Tonight’s performance had gone off without a hitch, but the audience had been dull and lackluster, hard to work off of. Zatanna didn’t blame them. Everyone was scared.

“There’s a package for you in your dressing room, ma’am,” one stagehand told her as she passed. “Arrived while you were performing.”

Zatanna gave him a playful little salute with her wand,

“Thanks for letting me know!”

Stay positive, stay positive, she had to stay positive.

Zatanna sashayed into her dressing room, pulled the door closed behind her, and half-collapsed into her chair in exhaustion. She buried her face in her hands.

God. Superman had murdered the president of the United States in cold blood. Civilians had always been just a little leery of metahumans and magic users, but by the time all this blew over? It was going to be a nightmare. Maybe she’d take her show on the road again for a while. She’d done well in Europe in the past. She pulled herself to her feet and threw on her dressing gown over her clothes. She would deal with that when the time came. Focus on the present.

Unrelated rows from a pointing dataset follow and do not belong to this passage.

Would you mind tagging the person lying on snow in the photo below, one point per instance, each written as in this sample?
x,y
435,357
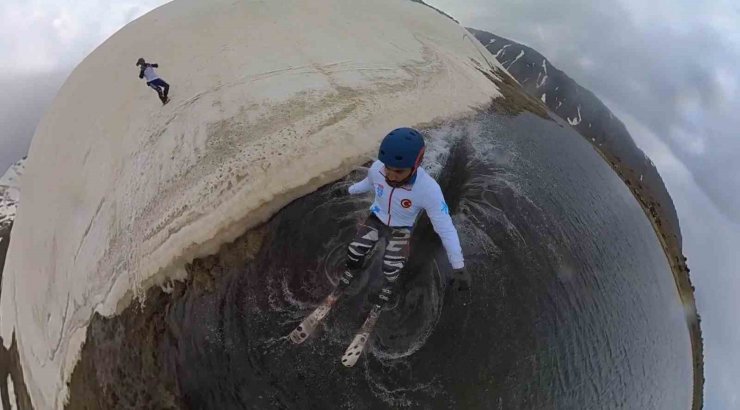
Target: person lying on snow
x,y
153,80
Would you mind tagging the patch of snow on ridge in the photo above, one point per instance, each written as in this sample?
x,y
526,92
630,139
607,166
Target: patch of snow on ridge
x,y
10,185
139,189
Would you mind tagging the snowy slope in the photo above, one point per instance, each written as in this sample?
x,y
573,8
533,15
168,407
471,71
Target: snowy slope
x,y
10,192
269,101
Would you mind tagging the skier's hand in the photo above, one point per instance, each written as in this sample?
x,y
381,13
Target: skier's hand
x,y
339,191
460,280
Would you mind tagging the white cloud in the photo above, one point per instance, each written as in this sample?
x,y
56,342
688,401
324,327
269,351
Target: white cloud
x,y
45,35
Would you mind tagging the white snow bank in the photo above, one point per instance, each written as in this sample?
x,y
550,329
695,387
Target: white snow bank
x,y
269,101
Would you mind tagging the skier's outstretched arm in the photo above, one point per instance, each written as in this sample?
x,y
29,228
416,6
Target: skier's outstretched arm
x,y
439,214
366,185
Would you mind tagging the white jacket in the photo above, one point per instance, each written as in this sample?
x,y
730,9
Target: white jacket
x,y
400,206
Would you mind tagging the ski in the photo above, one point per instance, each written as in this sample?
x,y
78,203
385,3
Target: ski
x,y
358,343
309,324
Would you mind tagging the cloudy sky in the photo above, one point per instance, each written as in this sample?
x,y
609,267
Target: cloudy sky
x,y
667,68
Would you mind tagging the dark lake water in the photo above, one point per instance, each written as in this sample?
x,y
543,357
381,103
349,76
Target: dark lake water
x,y
573,304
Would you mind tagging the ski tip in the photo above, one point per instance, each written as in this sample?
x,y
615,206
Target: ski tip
x,y
298,336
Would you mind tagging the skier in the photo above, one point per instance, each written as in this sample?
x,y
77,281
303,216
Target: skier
x,y
153,80
402,190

The bouquet on the table of her vanity tonight was an arrangement of lavender. An odd choice but a nice smell. Zatanna leaned forward and took a deep whiff. It was soothing. No card with the flowers that she could see. Then her eye caught sight of the package. She’d half forgotten about it.

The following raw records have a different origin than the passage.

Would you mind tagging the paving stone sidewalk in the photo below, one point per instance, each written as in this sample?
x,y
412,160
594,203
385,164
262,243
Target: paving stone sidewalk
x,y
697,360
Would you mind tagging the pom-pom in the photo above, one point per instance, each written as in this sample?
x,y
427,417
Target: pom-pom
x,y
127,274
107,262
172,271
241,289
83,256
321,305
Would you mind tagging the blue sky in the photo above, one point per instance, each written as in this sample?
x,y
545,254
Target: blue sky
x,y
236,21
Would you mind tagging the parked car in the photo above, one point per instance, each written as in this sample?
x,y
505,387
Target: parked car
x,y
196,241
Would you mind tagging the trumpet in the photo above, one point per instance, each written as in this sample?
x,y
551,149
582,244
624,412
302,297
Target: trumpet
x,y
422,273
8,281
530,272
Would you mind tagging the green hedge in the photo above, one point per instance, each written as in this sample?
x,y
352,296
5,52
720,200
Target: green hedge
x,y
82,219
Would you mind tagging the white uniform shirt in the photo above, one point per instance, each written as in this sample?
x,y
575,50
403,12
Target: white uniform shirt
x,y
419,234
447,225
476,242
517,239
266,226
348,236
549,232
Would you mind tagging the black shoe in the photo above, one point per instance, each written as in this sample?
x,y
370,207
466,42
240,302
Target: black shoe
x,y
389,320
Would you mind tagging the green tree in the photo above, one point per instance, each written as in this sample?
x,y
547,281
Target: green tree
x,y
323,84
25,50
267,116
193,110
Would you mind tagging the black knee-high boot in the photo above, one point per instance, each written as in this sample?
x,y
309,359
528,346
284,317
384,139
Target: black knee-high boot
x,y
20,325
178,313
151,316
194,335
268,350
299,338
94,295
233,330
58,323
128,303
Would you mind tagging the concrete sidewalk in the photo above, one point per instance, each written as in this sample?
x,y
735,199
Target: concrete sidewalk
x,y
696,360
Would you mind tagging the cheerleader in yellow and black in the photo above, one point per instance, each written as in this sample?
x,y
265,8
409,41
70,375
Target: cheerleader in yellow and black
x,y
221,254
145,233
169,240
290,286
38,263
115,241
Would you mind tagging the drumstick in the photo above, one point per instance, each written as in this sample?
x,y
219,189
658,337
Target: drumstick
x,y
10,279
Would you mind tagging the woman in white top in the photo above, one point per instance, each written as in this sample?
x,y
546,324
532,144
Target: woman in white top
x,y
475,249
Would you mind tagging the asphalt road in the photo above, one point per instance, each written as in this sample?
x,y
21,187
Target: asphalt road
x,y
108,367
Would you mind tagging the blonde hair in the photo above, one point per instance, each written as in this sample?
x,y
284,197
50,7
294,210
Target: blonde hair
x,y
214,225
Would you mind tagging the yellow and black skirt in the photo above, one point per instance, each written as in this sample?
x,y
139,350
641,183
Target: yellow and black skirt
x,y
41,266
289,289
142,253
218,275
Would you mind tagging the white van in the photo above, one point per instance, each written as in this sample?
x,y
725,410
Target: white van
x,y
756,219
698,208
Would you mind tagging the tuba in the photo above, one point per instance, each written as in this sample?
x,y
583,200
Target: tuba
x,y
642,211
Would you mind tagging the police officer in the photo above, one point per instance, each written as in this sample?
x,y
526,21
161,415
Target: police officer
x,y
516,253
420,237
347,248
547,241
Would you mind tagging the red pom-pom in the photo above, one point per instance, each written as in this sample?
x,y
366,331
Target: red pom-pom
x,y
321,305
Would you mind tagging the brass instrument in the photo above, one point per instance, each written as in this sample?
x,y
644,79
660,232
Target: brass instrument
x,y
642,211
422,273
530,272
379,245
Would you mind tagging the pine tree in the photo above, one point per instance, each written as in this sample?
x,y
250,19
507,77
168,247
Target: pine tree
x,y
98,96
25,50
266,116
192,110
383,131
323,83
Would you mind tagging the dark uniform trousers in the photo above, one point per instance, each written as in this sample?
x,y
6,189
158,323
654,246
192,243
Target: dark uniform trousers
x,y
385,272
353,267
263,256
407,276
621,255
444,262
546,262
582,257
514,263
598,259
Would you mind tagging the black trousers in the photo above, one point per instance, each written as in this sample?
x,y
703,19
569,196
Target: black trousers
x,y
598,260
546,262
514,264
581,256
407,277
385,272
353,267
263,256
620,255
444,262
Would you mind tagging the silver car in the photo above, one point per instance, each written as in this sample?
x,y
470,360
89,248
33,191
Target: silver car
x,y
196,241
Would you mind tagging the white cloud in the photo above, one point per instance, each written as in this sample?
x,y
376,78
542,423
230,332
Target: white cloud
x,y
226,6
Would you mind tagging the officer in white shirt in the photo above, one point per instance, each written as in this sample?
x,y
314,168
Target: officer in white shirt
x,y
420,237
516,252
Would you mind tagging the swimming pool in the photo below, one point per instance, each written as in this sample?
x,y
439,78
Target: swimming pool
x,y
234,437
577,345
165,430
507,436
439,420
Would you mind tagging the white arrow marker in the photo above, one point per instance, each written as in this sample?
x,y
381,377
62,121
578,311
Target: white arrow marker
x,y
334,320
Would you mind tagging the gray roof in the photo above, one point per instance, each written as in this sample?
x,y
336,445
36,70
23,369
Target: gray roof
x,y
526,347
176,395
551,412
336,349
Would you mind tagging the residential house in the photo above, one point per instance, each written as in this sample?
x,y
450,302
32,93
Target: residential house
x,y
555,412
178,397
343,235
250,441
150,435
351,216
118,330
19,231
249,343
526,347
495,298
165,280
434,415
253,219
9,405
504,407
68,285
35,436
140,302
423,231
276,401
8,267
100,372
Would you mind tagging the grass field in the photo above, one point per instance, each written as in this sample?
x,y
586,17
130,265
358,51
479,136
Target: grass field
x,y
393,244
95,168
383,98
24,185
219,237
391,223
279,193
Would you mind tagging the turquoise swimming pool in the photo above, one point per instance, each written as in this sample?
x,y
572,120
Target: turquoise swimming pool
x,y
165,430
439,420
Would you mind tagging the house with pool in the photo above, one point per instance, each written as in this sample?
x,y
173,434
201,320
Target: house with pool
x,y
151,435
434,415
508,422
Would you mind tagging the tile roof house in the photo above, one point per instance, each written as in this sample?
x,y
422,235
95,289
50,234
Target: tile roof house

It wasn’t very big – about the size and shape of a jewelry case. Zatanna didn’t recognize the handwriting, but a few quick spells showed no booby-traps. From one of her fans maybe? Sometimes they sent gifts. She tore off the plain brown packaging. Huh. It really did appear to be a jewelry case. Well, she always had liked shiny things. Honestly, what woman didn’t? She opened the lid.

It looked… sort of like a bracelet. A circle of facetted, multi-colored metal about the size of a quarter was set in a wide, matte black band. What an odd piece. Zatanna reached to pick it up. A few investigative spells ought to answer any questions she ha-

Whirrrr! ClackClackSNAP!

The bracelet sprang to mechanical life the instant her fingers brushed against the band and snapped around her wrist like the jaws of a bear trap. The world tilted, spun, blurred. There was a horrible tearing sensation somewhere deep inside Zatanna’s chest. Just before she passed out, Zatanna caught sight of a small white card on her dressing room floor. It must have been knocked out of the flowers. The only thing on it were the initials B.W.

The world went black.


When Zatanna woke up, she was no longer in her dressing room. Her cheek was pressed into hard, dusty earth and tall, dry grass rattled around her in a stiff breeze. She sat up. Overheard, the sky was an odd yellowish-green.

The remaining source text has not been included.